Mr. Bernanke added another crucial insight: Lenders, he noted, dealt with information asymmetry by demanding collateral, such as property, that can be seized if the loan isn’t repaid. If collateral values are falling, even sound banks might not want to lend. The 1930-33 debt crisis was due to “the progressive erosion of borrowers’ collateral relative to debt burdens,” Mr. Bernanke wrote. The usual response of banks was “just not to make loans to some people that they might have…in better times.”
Well, good on them per the last bolded sentence, and bad on the Nobel committee and the modern guild of economic professors for promoting the opposite humbug.
The Great Depression was not caused by “market failures” such as deficient maturity transformation, nor the reluctance of the Fed back in those times to flood the market with fiat credit, as did Bernanke 78 years later. To the contrary, the Great Depression amounted to a vast purge of the credit excesses and bad loans that had been made during the false prosperity of the Great War, exacerbated by the easy credit policies of the Fed during the mid-1920s thru the crash of October 1929.
Yes, commercial bank deposits did shrink by 26% after the crash—-from $46 billion to $34 billion between 1929 and 1933. But that was due to the liquidation of bad loans made during the prior 15 years of unsustainable prosperity. During that period, the US first experienced a credit-fueled economic boom as it became the wartime arsenal and granary of the European Allies; and then another huge leg up during the 1920’s when Wall Street made massive foreign loans, which fueled booming exports and domestic CapEx.

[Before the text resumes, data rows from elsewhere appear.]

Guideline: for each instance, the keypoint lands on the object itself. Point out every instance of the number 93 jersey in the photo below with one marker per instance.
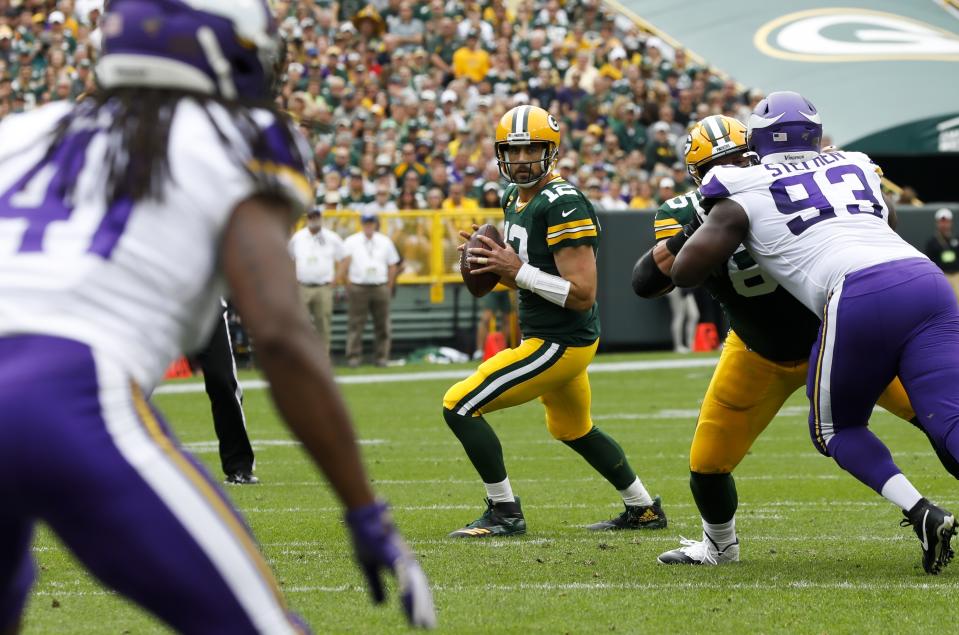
(137, 281)
(812, 222)
(558, 216)
(762, 313)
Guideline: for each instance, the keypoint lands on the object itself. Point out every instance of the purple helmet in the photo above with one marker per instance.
(225, 48)
(784, 127)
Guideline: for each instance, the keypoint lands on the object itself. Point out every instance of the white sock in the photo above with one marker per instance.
(636, 495)
(500, 492)
(901, 492)
(723, 534)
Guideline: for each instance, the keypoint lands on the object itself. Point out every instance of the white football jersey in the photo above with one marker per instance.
(812, 222)
(138, 282)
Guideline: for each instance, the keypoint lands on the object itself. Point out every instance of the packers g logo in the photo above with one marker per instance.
(854, 35)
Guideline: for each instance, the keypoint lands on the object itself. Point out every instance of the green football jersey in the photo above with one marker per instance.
(557, 216)
(767, 317)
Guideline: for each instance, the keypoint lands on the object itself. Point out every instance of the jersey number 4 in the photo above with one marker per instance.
(38, 199)
(812, 196)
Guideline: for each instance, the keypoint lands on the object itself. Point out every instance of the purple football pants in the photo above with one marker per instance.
(895, 318)
(81, 450)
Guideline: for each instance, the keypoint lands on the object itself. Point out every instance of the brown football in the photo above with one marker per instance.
(482, 283)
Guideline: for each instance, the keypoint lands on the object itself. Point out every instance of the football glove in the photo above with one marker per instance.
(379, 546)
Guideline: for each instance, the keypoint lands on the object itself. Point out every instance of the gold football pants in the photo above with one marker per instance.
(745, 393)
(536, 368)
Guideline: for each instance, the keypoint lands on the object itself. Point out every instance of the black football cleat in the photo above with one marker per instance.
(635, 517)
(499, 519)
(241, 477)
(935, 528)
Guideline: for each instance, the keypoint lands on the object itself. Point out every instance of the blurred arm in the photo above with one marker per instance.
(262, 279)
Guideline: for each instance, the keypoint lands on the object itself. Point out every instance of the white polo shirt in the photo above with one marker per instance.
(316, 255)
(370, 258)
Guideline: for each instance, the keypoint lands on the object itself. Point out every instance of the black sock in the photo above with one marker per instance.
(606, 456)
(715, 496)
(481, 445)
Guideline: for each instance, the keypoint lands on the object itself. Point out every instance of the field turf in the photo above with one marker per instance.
(820, 552)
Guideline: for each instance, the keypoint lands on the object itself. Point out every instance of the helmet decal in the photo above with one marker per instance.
(785, 127)
(711, 139)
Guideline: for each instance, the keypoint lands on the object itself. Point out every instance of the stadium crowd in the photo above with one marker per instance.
(399, 99)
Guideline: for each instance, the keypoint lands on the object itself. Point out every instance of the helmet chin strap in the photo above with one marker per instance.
(218, 62)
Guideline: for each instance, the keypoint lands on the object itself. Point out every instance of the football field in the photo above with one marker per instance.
(820, 552)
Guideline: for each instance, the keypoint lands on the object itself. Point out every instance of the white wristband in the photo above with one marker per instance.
(545, 285)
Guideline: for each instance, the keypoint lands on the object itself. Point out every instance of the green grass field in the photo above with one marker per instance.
(820, 552)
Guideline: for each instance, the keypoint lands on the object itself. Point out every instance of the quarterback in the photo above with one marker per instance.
(123, 219)
(819, 225)
(763, 362)
(551, 234)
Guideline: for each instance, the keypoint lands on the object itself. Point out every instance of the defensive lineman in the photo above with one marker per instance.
(551, 232)
(121, 218)
(817, 223)
(764, 360)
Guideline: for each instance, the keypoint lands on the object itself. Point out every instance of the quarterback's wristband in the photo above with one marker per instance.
(545, 285)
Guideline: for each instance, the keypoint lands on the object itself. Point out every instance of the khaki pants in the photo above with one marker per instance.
(318, 301)
(364, 300)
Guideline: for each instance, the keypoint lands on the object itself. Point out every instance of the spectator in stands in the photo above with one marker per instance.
(440, 45)
(316, 251)
(354, 195)
(369, 269)
(661, 148)
(642, 196)
(567, 169)
(410, 162)
(471, 61)
(406, 32)
(943, 247)
(594, 191)
(457, 200)
(613, 198)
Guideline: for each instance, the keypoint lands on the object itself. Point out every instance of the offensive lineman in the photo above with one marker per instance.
(764, 360)
(122, 220)
(820, 226)
(551, 233)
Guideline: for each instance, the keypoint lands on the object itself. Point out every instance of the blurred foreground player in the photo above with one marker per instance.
(121, 218)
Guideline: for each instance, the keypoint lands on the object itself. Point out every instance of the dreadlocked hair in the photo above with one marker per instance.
(138, 122)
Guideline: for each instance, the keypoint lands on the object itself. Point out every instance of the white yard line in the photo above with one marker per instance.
(548, 587)
(598, 367)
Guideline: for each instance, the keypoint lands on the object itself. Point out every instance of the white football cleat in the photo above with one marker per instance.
(704, 551)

Alas, the party eventually came to an end when these massive foreign loans—upwards of $1.5 trillion in today’s economic scale—which had been taken out by foreign governments and private companies alike could not be serviced.
So Bernanke was half-right, but had the time period upside down: To wit, the culprit was not timid central bank policy during 1929-1933 when the excesses of the prior booms were being necessarily and unavoidably liquidated. Instead, the Fed’s policy error was that it had financed an unsustainable wartime boom during 1915-1919, and then added insult to injury by fueling the foreign lending and stock market bubbles of the 1920s, which came crashing down in 1929—pulling the props out from under the Roaring Twenties.
What didn’t happen during 1929-1933, however, was a too stingy Fed as Milton Friedman and his acolyte Ben Bernanke have insisted. While the money supply (M1) shrank by -7% per year during that period of deep contraction, the Fed’s balance sheet—a measure of its credit support to the financial system—grew by +8% per annum.
What really caused the Great Depression, therefore, was the collapse of the money multiplier, thereby severing the alleged constant relationship between Fed credit (reserve provision) and M1. Yet the money multiplier’s collapse was not evidence of a “market failure”, but embodied a necessary and healthy market purge. After all, when bad loans are liquidated, bank deposit money gets destroyed as well.